I love making soup. It's easy, healthy and frozen in portions, it's convenient. I've been known to go to friends' dinner parties and take the ham bone or chicken carcass home. I was raised by parents who knew real hunger. I was taught to be resourceful.

One of my favorites is turkey soup, but as my stepmother makes the Christmas dinner each year, I'm never left with the turkey carcass -- and she makes a great soup herself. But I won't let that stop me!

If you don't have a roasted carcass, many grocers will sell you turkey necks and backs. Roast them in the oven (425 F for 40 minutes) and you have the basis for great soup. Not to mention, your home will smell like Christmas dinner without all the work and ALL the turkey to eat.

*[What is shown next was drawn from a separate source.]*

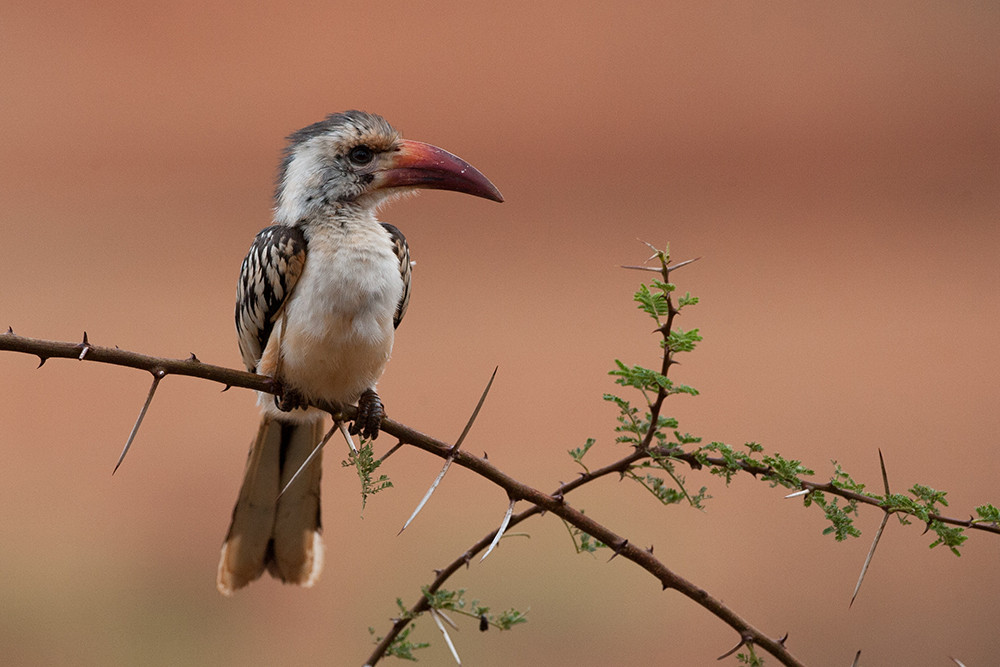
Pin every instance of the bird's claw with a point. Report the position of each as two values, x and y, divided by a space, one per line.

If you do have a bird that's been picked clean at Christmas dinner, don't throw away what's left. Make home-made turkey soup a tradition in your home. It looks a little daunting, but it's very simple.

 

Ingredients:

  • leftover turkey meat, chopped
  • one large carrot, peeled
  • one large onion, peeled and cut in two
  • one bay leaf
  • 10 whole pepper corns
  • a bunch of Italian parsley
  • one clove garlic, whole
  • red pepper flakes
  • 3/4 cup white or brown rice
  • one large carrot, chopped into small cubes
  • one large onion, finely chopped
  • three celery stocks, finely chopped
  • bunch Italian parsley, coarsely chopped for garnish

The stock

Place the bones in a large soup pot, then add:

  • one large carrot peeled
  • one large onion peeled and cut in two
  • one bay leaf
  • 10 whole pepper corns
  • a bunch of Italian parsley
  • one clove garlic, whole
  • pinch of red pepper flakes

Cover stock ingredients with cold water. Bring water to a boil, reduce to simmer and cook for three to six hours, depending on how much time you have. The longer, the better.

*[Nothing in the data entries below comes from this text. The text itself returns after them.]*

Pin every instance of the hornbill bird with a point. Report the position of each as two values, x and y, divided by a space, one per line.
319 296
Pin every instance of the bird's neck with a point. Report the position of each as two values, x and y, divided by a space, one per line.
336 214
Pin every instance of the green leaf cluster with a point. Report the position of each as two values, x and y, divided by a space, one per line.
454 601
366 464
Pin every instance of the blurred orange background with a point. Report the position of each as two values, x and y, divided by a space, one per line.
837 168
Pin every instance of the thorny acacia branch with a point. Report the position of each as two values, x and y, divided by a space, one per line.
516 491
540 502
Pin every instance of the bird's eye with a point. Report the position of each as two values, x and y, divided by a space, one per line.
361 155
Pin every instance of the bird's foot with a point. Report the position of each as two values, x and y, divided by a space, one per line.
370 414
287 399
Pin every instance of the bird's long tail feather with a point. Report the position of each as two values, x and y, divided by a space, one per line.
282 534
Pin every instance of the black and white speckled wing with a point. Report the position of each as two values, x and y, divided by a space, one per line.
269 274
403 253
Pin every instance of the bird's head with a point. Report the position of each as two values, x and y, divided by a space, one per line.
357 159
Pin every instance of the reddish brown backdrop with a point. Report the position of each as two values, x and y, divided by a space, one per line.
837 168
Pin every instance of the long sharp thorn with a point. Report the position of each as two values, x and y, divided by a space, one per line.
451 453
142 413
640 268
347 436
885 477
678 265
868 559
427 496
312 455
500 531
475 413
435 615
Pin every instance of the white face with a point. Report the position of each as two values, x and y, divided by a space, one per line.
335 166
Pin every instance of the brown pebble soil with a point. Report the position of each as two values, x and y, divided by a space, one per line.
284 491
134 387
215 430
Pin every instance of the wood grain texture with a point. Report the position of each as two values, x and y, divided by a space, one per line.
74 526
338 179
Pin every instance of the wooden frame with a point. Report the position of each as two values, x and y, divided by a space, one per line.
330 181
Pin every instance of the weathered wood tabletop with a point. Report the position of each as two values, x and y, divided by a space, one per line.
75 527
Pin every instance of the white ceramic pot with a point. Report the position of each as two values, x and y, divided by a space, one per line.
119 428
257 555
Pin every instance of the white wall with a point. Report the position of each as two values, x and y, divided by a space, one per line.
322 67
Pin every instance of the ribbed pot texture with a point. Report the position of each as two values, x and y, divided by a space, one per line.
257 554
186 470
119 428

Strain stock through a colander into a large bowl or another large pot. Leave on the counter for 20 minutes to allow any residual fat to rise to the surface. Place bowl/pot in the fridge and cool overnight.

In the morning, skim the fat from the top.

Put two cups of the stock in a sauce pan, add 3/4 of a cup of rice and bring to a boil. Cook for 20 minutes or until done. Brown rice takes longer.

Meanwhile...

In a large pot heat 3 tablespoons olive oil and sauté:

  • one large carrot, chopped into small cubes
  • one large onion, finely chopped
  • three celery stocks, finely chopped

Cook at medium heat until vegetables are softened

Add vegetables, left over turkey meat, cooked rice and remaining stock to one pot and heat through. Season to taste. Before serving, add fresh chopped Italian parsley and freshly ground black pepper.